The latter Saw films - from IV on - all suffer from versions of the same problem: the ensemble running the death maze feel like they're there for no better reason than because the point of a Saw movie is to have torture scenes. Jigsaw doesn't break that pattern. The film doesn't exactly telegraph where the plot is heading, but anybody who has seen enough of these movies - and I cannot fathom somebody who hasn't being willing to bother hopping into the series at this point* - will pretty quickly be able to guess at what tricks the film is planning to play on us. The most obvious one of which has almost no other effect than to suck all the interest we might possibly have in watching what these four people are up to.

That being said, the investigation scenes this time around are substantially better than I remember them being in any of the older movies; the acting is quite a bit better, the characters are at least somewhat more interesting, especially Eleanor; the twists feel like they've been laid into the film with a bit more care than the "rip it straight of our asses" vibe of the earlier screenplays.

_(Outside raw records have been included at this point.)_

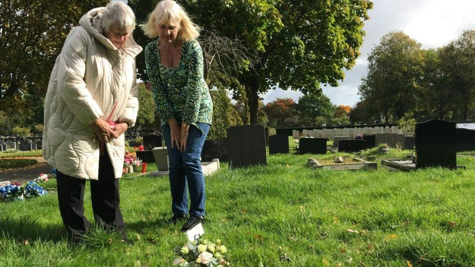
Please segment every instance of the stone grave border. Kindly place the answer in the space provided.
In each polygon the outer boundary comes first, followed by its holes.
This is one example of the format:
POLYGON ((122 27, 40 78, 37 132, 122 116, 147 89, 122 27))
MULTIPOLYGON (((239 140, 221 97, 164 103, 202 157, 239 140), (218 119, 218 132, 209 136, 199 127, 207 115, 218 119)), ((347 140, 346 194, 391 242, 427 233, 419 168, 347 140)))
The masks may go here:
POLYGON ((315 169, 326 169, 328 170, 356 170, 361 169, 378 169, 378 163, 376 162, 370 162, 359 158, 353 158, 353 160, 359 161, 360 163, 353 162, 347 164, 338 164, 330 165, 323 165, 318 160, 311 158, 309 159, 308 164, 309 167, 311 168, 315 169))

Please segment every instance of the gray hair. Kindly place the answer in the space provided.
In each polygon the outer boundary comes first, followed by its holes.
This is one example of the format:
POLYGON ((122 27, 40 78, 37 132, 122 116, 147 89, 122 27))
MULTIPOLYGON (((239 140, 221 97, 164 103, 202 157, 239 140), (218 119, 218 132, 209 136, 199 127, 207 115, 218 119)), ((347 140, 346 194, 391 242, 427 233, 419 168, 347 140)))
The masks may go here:
POLYGON ((102 26, 104 33, 113 28, 123 33, 130 33, 135 28, 135 15, 126 4, 110 2, 103 13, 102 26))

It's also somehow a more pleasant movie. Perhaps "pleasant" needs to go in scare quotes. At any rate, the film lacks the sense of toxicity and decay I have associated with the series; the color palette favors cool blues and browns instead of various hues of putrid green. And the violence has been considerably reconceived; it's the tamest Saw, which I would ordinarily consider no kind of good thing at all, but for this franchise I will make an exception. There are only a couple of truly exaggerated gore scenes, one of which is so dumb-looking in its flagrant CGI that it barely even registers as violence; the only lingering shots on blood are of a corpse that has had its head sliced in half, and here the feeling is so clinical and medical that it's barely more than just somewhat generally gross.

Instead of focusing so much on torture porn, Jigsaw spends most of its time on design and mood. And its plot, which doesn't pay off for it, but we can't have everything. But the mood, at least, is something: the goings-on in the old barn are dull as hell, but the barn itself is an evocative space, and the Spierigs film the setpieces from some reasonably interesting high angles that give a bit of scale to the action rather than focusing on where the sharp edges are. It is as close as a Saw film has ever come to classical, refined visual mode, which isn't very close. But for this franchise, a full 13 years after it was born into the world, it could have been a lot worse - indeed, this is just about the best-case scenario I could have ever dared to imagine.

Reviews in this series
Saw (Wan, 2004)
Saw II (Bousman, 2005)
Saw III (Bousman, 2006)
Saw IV (Bousman, 2007)
Saw V (Hackl, 2008)
Saw VI (Greutert, 2009)
Saw 3D (Greutert, 2010)
Jigsaw (Spierig Brothers, 2017)
Spiral: From the Book of Saw (Bousman, 2021)
Saw X (Greutert, 2023)





*And yet, the woman sitting directly behind me in the theater would appear to be just such a viewer, judging from the way she phrased her very vocal unhappiness the minute the credits started to roll.